La experiencia de conocer las Islas Cíes comienza mucho antes de pisar la arena de Rodas. Se inicia en el bullicio de la Estación Marítima de Vigo, un punto de encuentro donde se mezclan la emoción de los viajeros primerizos y la serena familiaridad de quienes repiten. Para el que va por primera vez, la espera en el muelle está cargada de una expectación casi infantil, alimentada por las postales y las leyendas de un paraíso a punto de ser descubierto. El momento en que la sirena del barco para las islas cies anuncia la salida es el verdadero comienzo del viaje.
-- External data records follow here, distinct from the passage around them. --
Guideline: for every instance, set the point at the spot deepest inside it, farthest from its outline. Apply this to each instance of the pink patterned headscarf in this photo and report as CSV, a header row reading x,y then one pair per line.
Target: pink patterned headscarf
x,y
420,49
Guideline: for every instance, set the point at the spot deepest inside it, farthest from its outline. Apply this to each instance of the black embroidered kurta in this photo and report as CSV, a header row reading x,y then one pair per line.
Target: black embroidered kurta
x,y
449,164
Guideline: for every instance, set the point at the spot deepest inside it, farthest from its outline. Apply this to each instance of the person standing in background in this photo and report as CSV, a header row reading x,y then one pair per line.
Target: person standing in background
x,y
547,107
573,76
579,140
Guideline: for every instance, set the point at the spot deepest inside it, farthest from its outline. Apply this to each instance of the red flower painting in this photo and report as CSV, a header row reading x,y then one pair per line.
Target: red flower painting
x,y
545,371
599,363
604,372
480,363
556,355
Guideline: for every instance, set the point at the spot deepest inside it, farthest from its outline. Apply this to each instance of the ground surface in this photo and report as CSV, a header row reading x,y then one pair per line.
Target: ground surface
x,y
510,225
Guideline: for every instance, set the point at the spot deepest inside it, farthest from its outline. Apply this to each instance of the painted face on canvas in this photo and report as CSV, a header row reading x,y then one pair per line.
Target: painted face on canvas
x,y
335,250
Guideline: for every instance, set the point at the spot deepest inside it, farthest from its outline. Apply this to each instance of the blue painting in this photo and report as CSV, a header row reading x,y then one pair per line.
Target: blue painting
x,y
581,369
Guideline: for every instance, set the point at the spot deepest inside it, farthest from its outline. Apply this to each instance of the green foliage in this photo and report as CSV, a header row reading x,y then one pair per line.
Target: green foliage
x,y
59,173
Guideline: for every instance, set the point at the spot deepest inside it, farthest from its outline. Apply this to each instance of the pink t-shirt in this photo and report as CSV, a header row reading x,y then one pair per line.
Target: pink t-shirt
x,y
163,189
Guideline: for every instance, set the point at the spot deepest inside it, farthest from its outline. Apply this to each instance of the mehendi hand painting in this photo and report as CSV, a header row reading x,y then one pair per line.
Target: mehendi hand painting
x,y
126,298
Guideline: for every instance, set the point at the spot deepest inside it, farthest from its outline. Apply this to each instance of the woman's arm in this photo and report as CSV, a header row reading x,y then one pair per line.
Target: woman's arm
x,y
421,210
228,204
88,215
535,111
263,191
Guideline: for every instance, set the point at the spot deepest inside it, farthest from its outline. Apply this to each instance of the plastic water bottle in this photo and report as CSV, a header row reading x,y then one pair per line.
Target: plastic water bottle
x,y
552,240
A medida que la embarcación se aleja del muelle, la ciudad de Vigo se transforma en un anfiteatro de edificios que desciende hacia el mar. El puente de Rande se convierte en una silueta lejana y el murmullo urbano es reemplazado gradualmente por el sonido del motor y el graznido de las gaviotas que escoltan el barco. El viajero busca un lugar en la cubierta exterior para sentir la brisa salada en la cara y no perderse detalle de la travesía por la ría. El mar, de un azul profundo, se agita con el paso del barco, mientras a lo lejos, la costa de O Morrazo y la península de Monteferro dibujan el paisaje.
Tras unos veinte minutos de navegación, ocurre el momento mágico. En el horizonte, emergiendo de la bruma atlántica, se perfilan las tres islas. Al principio son solo una sombra oscura, pero a medida que el barco avanza, su forma se define, revelando el contorno del Monte Faro y la promesa de playas protegidas. Es en el tramo final de la aproximación cuando la realidad supera cualquier fotografía. El agua adquiere una increíble tonalidad turquesa, tan transparente que permite intuir los fondos marinos. La playa de Rodas se despliega como una media luna de arena blanca y resplandeciente, uniendo dos de las islas.
El corazón se acelera un poco cuando el catamarán reduce la velocidad para atracar en el pequeño muelle. Desembarcar y sentir por primera vez la suave arena bajo los pies, respirar el aire puro sin rastro de contaminación y escuchar el silencio, solo roto por el rumor de las olas, es la confirmación de haber llegado a un lugar verdaderamente excepcional. Es el bautismo atlántico, una primera vez que se graba en la memoria y que redefine el concepto de paraíso.